The misjudgments of a poor prosecutor

THE MISJUDGMENTS OF A POOR PROSECUTOR…. There’s been a fair amount of attention lately on Colorado Senate candidate Ken Buck’s (R) handling of a 2005 rape case, and with good reason. The extremist candidate chose not to prosecute what appeared to be a horrible, violent crime in which the rapist practically confessed to local police. As Buck saw it, a jury might think the rape victim was merely suffering from “buyer’s remorse,” since she’d invited her attacker into her home.

But it’s not the only case in which Buck’s judgment has come into question. Bob Barr had an item in the Denver Post this week on Buck’s handling of a gun case. Barr has a unique perspective — he’s a former Republican congressman, a former federal prosecutor, and a board member of the NRA — so his criticism is especially noteworthy.

In 1998, an investigation was presented to Buck, serving at the time as one of the top assistants in then-U.S. Attorney Henry Solano’s office. The investigating agency, Alcohol, Tobacco and Firearms, believed a firearms dealer in Aurora was engaged in the sale of guns to so-called “straw buyers,” in violation of federal law. Buck declined to pursue the prosecution, and the ATF apparently did not at the time appeal that decision to Solano.

Shortly thereafter, Tom Strickland, Solano’s successor, decided to review the gun case — as was his prerogative as a U.S. attorney. He elected to present the case to a grand jury, which returned an indictment against Greg and Leonid Golyansky and Dmitriy Baravik. And that’s when the trouble began.
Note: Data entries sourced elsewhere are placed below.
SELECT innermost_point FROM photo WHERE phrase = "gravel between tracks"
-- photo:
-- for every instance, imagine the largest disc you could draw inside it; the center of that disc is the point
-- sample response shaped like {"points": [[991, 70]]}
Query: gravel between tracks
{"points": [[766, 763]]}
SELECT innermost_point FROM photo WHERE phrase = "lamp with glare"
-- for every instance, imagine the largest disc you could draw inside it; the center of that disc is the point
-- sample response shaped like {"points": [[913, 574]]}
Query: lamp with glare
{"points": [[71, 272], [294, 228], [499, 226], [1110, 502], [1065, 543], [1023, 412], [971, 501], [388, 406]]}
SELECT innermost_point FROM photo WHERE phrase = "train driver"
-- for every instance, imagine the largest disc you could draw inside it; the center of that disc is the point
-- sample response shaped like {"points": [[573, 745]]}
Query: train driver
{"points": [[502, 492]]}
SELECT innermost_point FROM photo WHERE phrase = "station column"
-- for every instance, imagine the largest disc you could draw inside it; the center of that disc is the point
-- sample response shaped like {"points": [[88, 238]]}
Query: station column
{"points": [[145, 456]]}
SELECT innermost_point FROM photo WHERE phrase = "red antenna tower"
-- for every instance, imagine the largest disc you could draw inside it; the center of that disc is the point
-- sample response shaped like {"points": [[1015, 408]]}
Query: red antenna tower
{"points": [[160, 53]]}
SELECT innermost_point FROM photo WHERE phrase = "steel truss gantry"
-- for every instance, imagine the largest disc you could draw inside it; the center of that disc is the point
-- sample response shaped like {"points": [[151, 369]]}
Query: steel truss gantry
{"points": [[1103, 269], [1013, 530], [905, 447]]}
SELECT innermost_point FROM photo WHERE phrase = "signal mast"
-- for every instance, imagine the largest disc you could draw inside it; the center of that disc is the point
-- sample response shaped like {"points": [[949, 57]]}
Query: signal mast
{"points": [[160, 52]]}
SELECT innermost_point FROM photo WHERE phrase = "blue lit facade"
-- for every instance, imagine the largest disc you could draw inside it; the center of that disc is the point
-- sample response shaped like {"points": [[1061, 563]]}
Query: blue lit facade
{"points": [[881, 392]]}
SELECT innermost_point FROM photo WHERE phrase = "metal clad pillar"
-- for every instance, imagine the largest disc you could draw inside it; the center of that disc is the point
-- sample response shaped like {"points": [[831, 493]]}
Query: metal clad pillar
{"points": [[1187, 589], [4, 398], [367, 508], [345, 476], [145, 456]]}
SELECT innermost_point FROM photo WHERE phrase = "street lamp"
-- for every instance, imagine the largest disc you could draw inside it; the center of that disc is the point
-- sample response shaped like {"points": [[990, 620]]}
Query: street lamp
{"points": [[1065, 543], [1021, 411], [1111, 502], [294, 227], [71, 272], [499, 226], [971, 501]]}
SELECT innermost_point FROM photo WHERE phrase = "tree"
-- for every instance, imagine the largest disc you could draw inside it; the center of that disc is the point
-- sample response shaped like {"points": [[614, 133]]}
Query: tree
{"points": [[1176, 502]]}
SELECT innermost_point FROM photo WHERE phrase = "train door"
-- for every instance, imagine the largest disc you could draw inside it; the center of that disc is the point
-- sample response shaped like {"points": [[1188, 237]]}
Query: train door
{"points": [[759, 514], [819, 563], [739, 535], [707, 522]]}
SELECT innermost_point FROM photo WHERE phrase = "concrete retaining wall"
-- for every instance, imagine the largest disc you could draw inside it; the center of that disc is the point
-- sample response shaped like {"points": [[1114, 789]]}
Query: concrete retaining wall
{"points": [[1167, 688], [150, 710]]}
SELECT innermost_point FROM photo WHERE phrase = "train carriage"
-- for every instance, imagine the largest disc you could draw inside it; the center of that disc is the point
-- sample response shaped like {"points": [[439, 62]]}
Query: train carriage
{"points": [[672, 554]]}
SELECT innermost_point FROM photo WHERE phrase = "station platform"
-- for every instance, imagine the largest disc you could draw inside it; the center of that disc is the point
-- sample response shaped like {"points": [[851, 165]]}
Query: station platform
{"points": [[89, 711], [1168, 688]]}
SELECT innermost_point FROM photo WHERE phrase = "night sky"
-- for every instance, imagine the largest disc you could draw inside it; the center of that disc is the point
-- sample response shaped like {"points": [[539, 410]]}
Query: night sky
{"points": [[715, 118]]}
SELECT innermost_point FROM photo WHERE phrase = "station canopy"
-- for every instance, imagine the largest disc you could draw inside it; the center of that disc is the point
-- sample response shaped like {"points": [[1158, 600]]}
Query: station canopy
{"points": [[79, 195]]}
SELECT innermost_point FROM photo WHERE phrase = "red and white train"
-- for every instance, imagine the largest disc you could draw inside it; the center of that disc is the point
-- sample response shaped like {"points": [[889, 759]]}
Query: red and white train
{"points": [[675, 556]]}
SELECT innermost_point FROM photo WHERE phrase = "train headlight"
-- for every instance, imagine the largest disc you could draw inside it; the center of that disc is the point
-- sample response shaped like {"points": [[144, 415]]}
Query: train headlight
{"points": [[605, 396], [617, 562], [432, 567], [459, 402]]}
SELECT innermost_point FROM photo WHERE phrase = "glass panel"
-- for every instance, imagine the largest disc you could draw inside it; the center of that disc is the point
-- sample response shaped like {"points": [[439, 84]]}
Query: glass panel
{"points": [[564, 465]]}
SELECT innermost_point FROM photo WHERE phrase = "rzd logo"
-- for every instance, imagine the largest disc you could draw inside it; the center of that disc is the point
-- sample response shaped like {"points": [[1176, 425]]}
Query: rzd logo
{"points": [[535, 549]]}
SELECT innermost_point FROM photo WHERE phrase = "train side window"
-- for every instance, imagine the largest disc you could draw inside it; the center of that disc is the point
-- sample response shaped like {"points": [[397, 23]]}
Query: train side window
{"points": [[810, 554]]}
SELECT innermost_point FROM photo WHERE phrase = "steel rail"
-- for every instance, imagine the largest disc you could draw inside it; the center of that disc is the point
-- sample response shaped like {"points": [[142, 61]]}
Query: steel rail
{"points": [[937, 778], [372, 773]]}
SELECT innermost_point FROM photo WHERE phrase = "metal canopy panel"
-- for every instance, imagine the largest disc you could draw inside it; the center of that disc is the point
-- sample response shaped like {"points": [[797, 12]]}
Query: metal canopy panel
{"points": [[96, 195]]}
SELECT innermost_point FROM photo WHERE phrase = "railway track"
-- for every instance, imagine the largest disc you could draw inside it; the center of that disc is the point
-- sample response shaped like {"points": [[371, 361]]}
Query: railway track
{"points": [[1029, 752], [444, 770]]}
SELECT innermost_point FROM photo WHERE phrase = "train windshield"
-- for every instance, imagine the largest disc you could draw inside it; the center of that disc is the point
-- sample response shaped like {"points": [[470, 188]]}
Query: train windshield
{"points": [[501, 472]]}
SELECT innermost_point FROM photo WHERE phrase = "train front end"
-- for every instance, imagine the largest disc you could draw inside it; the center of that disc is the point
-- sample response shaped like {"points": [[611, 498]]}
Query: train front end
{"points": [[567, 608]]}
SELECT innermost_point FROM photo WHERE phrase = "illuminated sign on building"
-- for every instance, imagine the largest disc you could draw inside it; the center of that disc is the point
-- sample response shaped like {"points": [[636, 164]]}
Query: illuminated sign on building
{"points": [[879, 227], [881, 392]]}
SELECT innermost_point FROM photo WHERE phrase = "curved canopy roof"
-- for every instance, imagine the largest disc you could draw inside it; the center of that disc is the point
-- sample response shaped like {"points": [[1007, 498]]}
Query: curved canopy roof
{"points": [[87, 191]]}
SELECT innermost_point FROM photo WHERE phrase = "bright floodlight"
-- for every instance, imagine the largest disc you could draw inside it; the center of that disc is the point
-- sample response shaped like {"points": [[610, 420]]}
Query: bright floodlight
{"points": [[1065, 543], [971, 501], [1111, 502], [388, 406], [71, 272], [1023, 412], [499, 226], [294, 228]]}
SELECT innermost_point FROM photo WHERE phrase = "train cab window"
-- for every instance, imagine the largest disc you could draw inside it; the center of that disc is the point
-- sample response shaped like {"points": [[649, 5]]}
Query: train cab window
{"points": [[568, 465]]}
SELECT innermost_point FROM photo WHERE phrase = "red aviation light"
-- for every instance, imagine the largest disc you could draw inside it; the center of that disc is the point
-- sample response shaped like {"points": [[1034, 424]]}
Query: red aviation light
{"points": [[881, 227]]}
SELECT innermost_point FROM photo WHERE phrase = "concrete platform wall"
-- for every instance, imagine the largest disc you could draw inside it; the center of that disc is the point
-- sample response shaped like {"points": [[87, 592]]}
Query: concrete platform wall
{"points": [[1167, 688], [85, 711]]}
There obviously was disagreement within the U.S. attorney’s office over the decision to pursue the case against the alleged firearms violators, something not unheard of. Normally, such internal opinions are kept within the four walls of the prosecutor’s office. This is not only ethical and professional, but pragmatic as well. If word were to leak out — especially to a defense attorney — that questions about the strength or weaknesses of the government’s case had been raised internally, this would almost certainly provide grist for defense arguments to the judge and the jury; and would at least indirectly pressure the government to settle the case more favorably to the defendant.

But that’s what Buck did, quietly revealing details to the defense and undermining his own office’s case against criminals. Buck was then reprimanded by the Justice Department for his ethical and professional lapses, which in turn led to his resignation. Barr noted that his behavior “raises legitimate concerns about ethics, professionalism and loyalty in one of the most sensitive of public jobs.”

The issue is still largely below the radar, though it’s the subject of some new campaign advertising in Colorado.

I’ve long questioned Ken Buck’s judgment. He does, after all, support repealing the 17th Amendment, privatizing Social Security, eliminating the Department of Education, scrapping the federal student loan program, and has even said liberals are a bigger threat than terrorists. Yesterday, Buck insisted the entirety of climate science is an elaborate hoax, which is insane.

But the basis for Buck’s entire campaign is that he’s been a capable prosecutor — and even that claim now appears dubious, at best.